North Carolina’s senators, Richard Burr and Thom Tillis, both Republicans, have thrown their support behind Farr’s confirmation.
“His wealth of experience will serve North Carolina well,” Burr said in a statement.
“He is impeccably qualified, and I am confident he will be an independent-minded judge committed to fairness and will faithfully apply the law,” Tillis said in a statement.
But civil rights leaders say Farr is one of the worst federal court nominees they’ve ever seen.
“It is no exaggeration to say that had the White House deliberately sought to identify an attorney in North Carolina with a more hostile record on African- American voting rights and workers’ rights than Thomas Farr, it could hardly have done so,” reads a letter to senators signed by members of the Congressional Black Caucus.
William Barber, president of the North Carolina State Conference of the NAACP, said there’s no reason to think Farr will be an independent voice on the bench, given how aggressively he’s fought against voter protections.
“Thomas Farr has been the lead attorney in attacking every modern effort in North Carolina to empower the state’s African American voters; and in most cases, he has been a public architect of the regressive and discriminatory backlash,” Barber wrote to senators. “Based on his outspoken history and aggressive litigious style of opposing African Americans and the rights of the vulnerable, African Americans have no trust or faith that Thomas Farr can be independent, fair, and impartial in serving as a member of the esteemed federal judiciary.”
Another group, the Leadership Conference on Civil and Human Rights, a coalition of more than 200 national organizations, also wrote a letter to all 100 U.S. senators this week urging them to vote no on Farr.
Farr is one of a number of controversial judicial nominees that Trump has put forward this year.

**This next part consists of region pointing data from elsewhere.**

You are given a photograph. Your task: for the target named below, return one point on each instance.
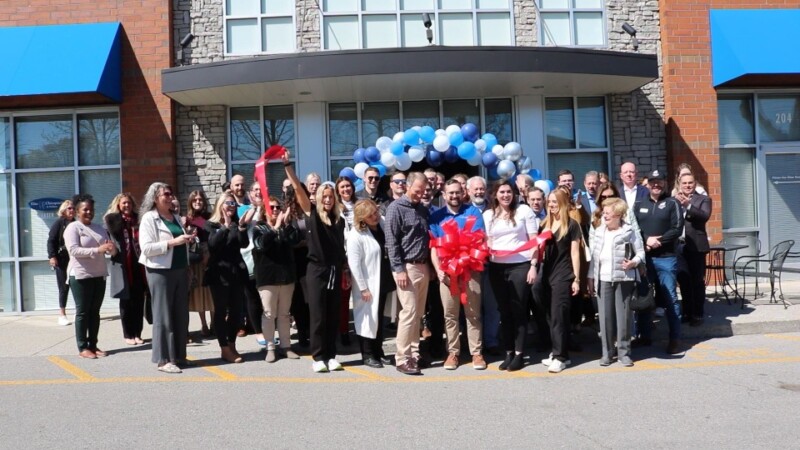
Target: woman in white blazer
(371, 280)
(165, 255)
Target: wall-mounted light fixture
(632, 33)
(426, 20)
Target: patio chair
(748, 267)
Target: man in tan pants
(406, 228)
(457, 210)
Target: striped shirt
(406, 233)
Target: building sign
(45, 204)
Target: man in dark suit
(696, 210)
(630, 189)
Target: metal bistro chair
(748, 267)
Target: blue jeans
(664, 270)
(490, 313)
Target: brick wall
(145, 114)
(691, 108)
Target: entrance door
(782, 195)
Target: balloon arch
(439, 147)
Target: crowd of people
(547, 263)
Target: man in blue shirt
(457, 210)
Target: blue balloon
(466, 150)
(411, 137)
(397, 148)
(427, 134)
(358, 155)
(381, 168)
(455, 139)
(372, 154)
(490, 140)
(434, 158)
(470, 132)
(349, 173)
(451, 155)
(489, 160)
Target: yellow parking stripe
(77, 372)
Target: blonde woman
(372, 280)
(617, 250)
(122, 223)
(165, 255)
(560, 275)
(59, 256)
(326, 257)
(226, 272)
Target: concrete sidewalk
(39, 335)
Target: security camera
(426, 20)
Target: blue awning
(61, 59)
(754, 43)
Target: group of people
(322, 246)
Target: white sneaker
(549, 361)
(334, 365)
(557, 366)
(319, 367)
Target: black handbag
(644, 299)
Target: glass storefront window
(44, 141)
(779, 118)
(735, 118)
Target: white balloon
(360, 168)
(506, 169)
(416, 153)
(383, 144)
(403, 161)
(388, 159)
(452, 129)
(512, 151)
(543, 185)
(441, 143)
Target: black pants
(324, 296)
(63, 287)
(299, 309)
(694, 293)
(228, 300)
(556, 298)
(131, 309)
(255, 310)
(510, 286)
(88, 294)
(374, 347)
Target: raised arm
(300, 192)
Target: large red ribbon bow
(538, 242)
(461, 251)
(260, 174)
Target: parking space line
(73, 370)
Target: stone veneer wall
(635, 119)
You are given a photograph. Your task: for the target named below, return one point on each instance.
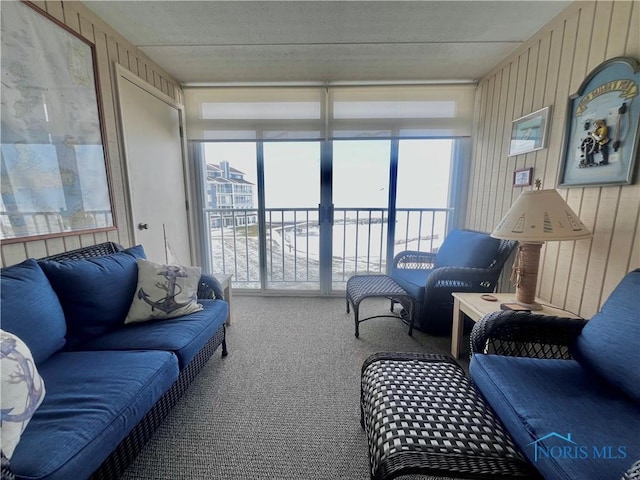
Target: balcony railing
(292, 240)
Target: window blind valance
(326, 112)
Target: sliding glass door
(308, 215)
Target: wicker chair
(467, 261)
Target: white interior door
(154, 158)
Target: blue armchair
(467, 261)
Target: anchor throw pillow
(22, 389)
(164, 291)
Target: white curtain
(327, 112)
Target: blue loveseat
(108, 385)
(568, 391)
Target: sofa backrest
(31, 309)
(466, 248)
(95, 293)
(609, 344)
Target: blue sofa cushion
(463, 248)
(184, 336)
(31, 309)
(609, 344)
(569, 423)
(93, 400)
(95, 293)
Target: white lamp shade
(540, 216)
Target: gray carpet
(284, 403)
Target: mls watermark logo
(558, 446)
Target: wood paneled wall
(550, 66)
(110, 47)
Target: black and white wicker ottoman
(360, 287)
(422, 415)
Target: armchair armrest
(209, 287)
(463, 279)
(415, 260)
(523, 334)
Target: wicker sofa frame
(127, 450)
(519, 334)
(523, 334)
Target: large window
(308, 186)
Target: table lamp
(537, 216)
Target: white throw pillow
(164, 291)
(22, 389)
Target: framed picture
(54, 173)
(601, 134)
(522, 177)
(529, 133)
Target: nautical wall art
(53, 178)
(601, 136)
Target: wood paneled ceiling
(326, 41)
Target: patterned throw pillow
(164, 291)
(22, 390)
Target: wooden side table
(225, 283)
(474, 307)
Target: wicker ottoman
(360, 287)
(421, 415)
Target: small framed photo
(522, 177)
(529, 133)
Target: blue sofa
(108, 385)
(567, 391)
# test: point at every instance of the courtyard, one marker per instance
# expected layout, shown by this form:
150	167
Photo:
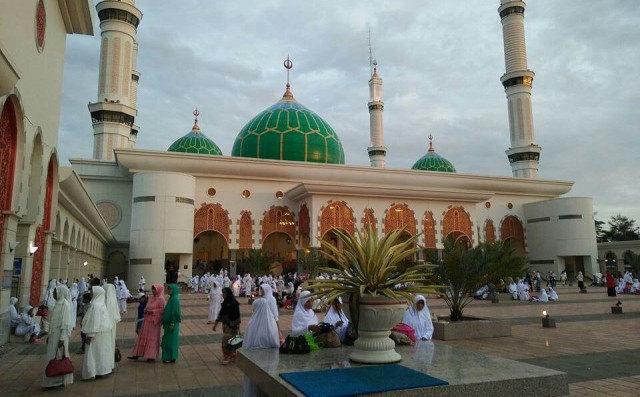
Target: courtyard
597	349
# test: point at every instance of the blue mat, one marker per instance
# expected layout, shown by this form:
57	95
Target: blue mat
345	382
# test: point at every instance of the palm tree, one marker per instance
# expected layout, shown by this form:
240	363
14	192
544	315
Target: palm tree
464	269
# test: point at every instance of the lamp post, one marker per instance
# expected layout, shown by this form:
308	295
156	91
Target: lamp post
547	322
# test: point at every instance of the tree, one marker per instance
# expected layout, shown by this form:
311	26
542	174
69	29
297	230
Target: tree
464	269
622	228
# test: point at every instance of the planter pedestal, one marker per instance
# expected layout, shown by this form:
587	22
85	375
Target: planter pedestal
377	316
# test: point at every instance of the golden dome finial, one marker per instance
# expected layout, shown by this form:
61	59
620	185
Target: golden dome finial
196	113
288	65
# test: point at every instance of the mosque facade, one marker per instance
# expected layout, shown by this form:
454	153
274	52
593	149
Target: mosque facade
283	187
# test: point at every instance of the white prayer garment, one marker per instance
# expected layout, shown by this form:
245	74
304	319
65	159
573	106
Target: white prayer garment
419	320
97	324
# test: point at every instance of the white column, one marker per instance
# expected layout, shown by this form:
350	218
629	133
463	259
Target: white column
523	153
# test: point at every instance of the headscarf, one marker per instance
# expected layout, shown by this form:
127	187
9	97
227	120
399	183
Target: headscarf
419	320
97	318
171	312
122	291
262	330
543	296
62	316
112	302
267	293
303	318
333	316
230	307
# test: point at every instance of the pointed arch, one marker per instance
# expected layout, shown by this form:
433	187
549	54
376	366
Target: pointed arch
457	220
278	219
400	216
489	231
369	219
245	232
429	226
336	215
211	217
512	230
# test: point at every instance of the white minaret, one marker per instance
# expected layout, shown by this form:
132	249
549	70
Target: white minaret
377	150
524	154
113	114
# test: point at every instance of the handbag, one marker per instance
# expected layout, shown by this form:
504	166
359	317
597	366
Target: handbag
328	339
235	342
59	367
43	311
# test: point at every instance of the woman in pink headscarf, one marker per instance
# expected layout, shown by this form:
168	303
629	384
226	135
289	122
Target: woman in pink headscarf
148	343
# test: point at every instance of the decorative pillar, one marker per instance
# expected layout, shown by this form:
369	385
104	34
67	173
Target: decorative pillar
524	154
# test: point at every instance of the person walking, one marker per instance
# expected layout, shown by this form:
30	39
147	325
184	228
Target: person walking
229	316
148	342
171	325
60	328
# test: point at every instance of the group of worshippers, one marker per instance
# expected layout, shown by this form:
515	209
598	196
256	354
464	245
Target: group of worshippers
205	283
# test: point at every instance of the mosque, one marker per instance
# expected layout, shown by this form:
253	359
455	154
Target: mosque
284	185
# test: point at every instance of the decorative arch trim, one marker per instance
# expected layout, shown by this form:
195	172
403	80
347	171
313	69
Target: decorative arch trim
336	215
212	217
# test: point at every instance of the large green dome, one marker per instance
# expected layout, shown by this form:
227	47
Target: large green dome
432	161
195	142
289	131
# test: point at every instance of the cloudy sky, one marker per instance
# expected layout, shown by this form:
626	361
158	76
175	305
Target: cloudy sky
441	62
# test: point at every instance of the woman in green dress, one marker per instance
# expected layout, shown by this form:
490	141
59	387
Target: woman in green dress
171	326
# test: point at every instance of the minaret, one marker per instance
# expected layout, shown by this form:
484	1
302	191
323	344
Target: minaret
113	114
524	154
377	150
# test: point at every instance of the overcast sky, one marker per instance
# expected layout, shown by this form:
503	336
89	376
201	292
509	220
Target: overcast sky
440	61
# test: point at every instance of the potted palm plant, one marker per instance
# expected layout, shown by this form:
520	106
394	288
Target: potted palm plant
368	271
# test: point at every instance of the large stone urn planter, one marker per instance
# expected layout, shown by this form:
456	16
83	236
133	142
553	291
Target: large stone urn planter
377	315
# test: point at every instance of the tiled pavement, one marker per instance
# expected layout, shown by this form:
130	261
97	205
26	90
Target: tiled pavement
599	350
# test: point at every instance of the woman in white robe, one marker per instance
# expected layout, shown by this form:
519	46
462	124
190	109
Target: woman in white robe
60	328
97	324
73	291
262	330
114	315
418	317
215	302
544	297
553	295
14	317
304	318
336	317
122	293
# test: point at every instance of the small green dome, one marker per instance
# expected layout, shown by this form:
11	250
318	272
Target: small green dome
195	142
289	131
432	161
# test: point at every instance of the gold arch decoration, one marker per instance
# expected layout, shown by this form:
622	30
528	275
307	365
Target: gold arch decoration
278	219
336	215
400	216
212	217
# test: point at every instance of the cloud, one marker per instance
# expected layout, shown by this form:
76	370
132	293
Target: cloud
440	61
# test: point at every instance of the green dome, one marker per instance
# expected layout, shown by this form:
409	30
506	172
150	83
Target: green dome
432	161
289	131
195	142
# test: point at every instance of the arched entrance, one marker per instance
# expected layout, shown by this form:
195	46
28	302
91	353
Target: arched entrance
8	150
512	231
336	214
489	231
457	223
210	239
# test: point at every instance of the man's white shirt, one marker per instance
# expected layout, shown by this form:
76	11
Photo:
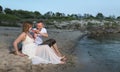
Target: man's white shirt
39	39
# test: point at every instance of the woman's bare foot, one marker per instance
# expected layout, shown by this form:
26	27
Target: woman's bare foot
63	58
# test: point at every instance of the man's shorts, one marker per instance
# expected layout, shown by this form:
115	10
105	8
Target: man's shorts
49	42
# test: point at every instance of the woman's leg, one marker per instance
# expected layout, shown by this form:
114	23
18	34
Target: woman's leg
55	48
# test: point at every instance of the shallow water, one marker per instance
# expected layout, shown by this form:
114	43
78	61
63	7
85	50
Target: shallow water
99	55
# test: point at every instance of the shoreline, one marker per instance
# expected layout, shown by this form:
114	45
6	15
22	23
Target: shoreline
66	40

With Republicans in control of the White House and the Senate, conservatives have a lot of leeway to nominate and confirm whomever they want to lifetime jobs on the federal bench.
In July, the Senate confirmed John Bush to a lifetime post on the U.S. Court of Appeals for the 6th Circuit. Bush has compared abortion to slavery, said he strongly disagrees with same-sex marriage, mocked climate change and proclaimed “the witch is dead” when he thought the Affordable Care Act might not be enacted.
The Senate also confirmed Kevin Newsom to the U.S. 11th Circuit Court of Appeals in August. Newsom wrote a 2000 law review article equating the rationale of Roe v. Wade to Dred Scott v. Sandford, the 1857 decision upholding slavery. He also argued in a 2005 article for The Federalist Society, a right-wing legal organization, that Title IX does not protect people who face retaliation for reporting gender discrimination. The Supreme Court later rejected that position.